Qatar Airways elle-même dispose d’une flotte d’environ 200 gros-porteurs, ce qui la positionne au troisième rang mondial selon ce critère. La compagnie aérienne a enregistré un bénéfice net de plus de 2 milliards de dollars en 2024, ce qui signifie que, comme Emirates, elle contribue grandement aux bénéfices des compagnies aériennes mondiales.
Les autres transporteurs du Moyen-Orient parmi les 100 premières compagnies aériennes classées par Airline Business comprennent Etihad Airways (qui a lancé une nouvelle dynamique de croissance après des années de difficultés financières), Saudia, El Al (qui commençait tout juste à voir l’impact négatif sur ses bénéfices du retour des transporteurs internationaux à Tel Aviv, après l’avoir abandonné lors d’une précédente instabilité régionale), Flynas et Air Arabia. Juste en dehors du top 100 des transporteurs tels que Royal Jordanian Airlines et Gulf Air.
Au total, les données d’Airline Business montrent que les transporteurs du Moyen-Orient représentaient 25 % des bénéfices nets des compagnies aériennes mondiales parmi les 100 principaux groupes aériens en 2024, soit environ 9 % du chiffre d’affaires et 10 % du trafic passagers.
Fin 2025, l’IATA prévoyait que les transporteurs du Moyen-Orient contribueraient à hauteur de 6,8 milliards de dollars aux 41 milliards de dollars de bénéfices prévus pour l’industrie aérienne mondiale en 2026.
Tout cela signifie que des perturbations de l’ampleur que l’on observe actuellement au Moyen-Orient sont importantes pour la santé du secteur aérien mondial et pour la capacité des passagers à voyager à l’intérieur et à travers la région, sans même considérer les dizaines de compagnies aériennes extérieures à la région qui ont annulé leurs services ces derniers jours.
Comme toujours dans l’ère post-Covid, la capacité limitée signifie que la plupart des transporteurs internationaux seront en mesure de rediriger leurs avions vers d’autres destinations, et certains – y compris l’européen Wizz Air, par exemple, qui a récemment abandonné ses opérations à Abu Dhabi – étaient déjà devenus plus prudents quant aux vols vers et dans la région à la lumière des précédents incidents géopolitiques et d’autres défis.

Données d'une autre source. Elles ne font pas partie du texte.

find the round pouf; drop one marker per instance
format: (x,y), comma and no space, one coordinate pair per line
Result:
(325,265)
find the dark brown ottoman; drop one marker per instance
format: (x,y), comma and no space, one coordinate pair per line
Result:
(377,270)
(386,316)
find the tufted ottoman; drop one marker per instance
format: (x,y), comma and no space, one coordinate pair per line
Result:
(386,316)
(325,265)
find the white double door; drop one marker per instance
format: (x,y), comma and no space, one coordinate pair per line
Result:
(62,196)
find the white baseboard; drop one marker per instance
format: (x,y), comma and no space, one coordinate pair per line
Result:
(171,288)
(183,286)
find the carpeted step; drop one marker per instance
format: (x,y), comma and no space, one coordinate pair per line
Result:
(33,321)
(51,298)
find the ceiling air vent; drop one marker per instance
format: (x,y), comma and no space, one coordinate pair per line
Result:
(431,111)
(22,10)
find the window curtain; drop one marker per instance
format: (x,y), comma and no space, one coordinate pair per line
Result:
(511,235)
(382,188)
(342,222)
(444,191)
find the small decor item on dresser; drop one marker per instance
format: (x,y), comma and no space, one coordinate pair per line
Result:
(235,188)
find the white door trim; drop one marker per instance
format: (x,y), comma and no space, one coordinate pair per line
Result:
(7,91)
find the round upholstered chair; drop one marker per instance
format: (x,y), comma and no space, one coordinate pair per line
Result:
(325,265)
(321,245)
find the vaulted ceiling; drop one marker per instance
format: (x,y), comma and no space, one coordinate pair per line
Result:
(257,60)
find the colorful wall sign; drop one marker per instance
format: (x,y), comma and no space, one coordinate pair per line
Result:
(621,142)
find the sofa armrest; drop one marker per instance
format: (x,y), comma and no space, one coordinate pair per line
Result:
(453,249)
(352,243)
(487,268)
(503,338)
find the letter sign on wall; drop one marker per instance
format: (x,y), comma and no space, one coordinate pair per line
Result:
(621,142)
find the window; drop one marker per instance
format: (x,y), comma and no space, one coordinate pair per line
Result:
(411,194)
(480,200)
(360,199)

Mais pour tous les transporteurs aériens volant dans la région du Moyen-Orient ou à proximité, une autre préoccupation sera de savoir ce que pourrait signifier une nouvelle escalade du conflit pour un espace aérien déjà limité par le conflit russo-ukrainien. Cela avait déjà contraint une grande partie du trafic aérien plus au sud, vers ce qui constitue un conflit régional croissant en Iran et dans ses environs. Il existe donc un scénario dans lequel les transporteurs internationaux ne parviennent pas à remplacer une partie de la capacité perdue parmi les transporteurs du Moyen-Orient cloués au sol, si les restrictions de l’espace aérien s’étendent au-delà de celles en vigueur aujourd’hui.
Il y a aussi l’impact sur l’appétit des passagers pour le transport aérien qui suit inévitablement les situations de conflit.
Pour l’heure, l’incertitude règne.
La seule certitude est qu’avec la sécurité aérienne, la connectivité mondiale, les prix du carburant et les contraintes de l’espace aérien, autant de facteurs contribuant au nouveau conflit, l’impact potentiel d’un conflit prolongé sur l’industrie aérienne mondiale est énorme.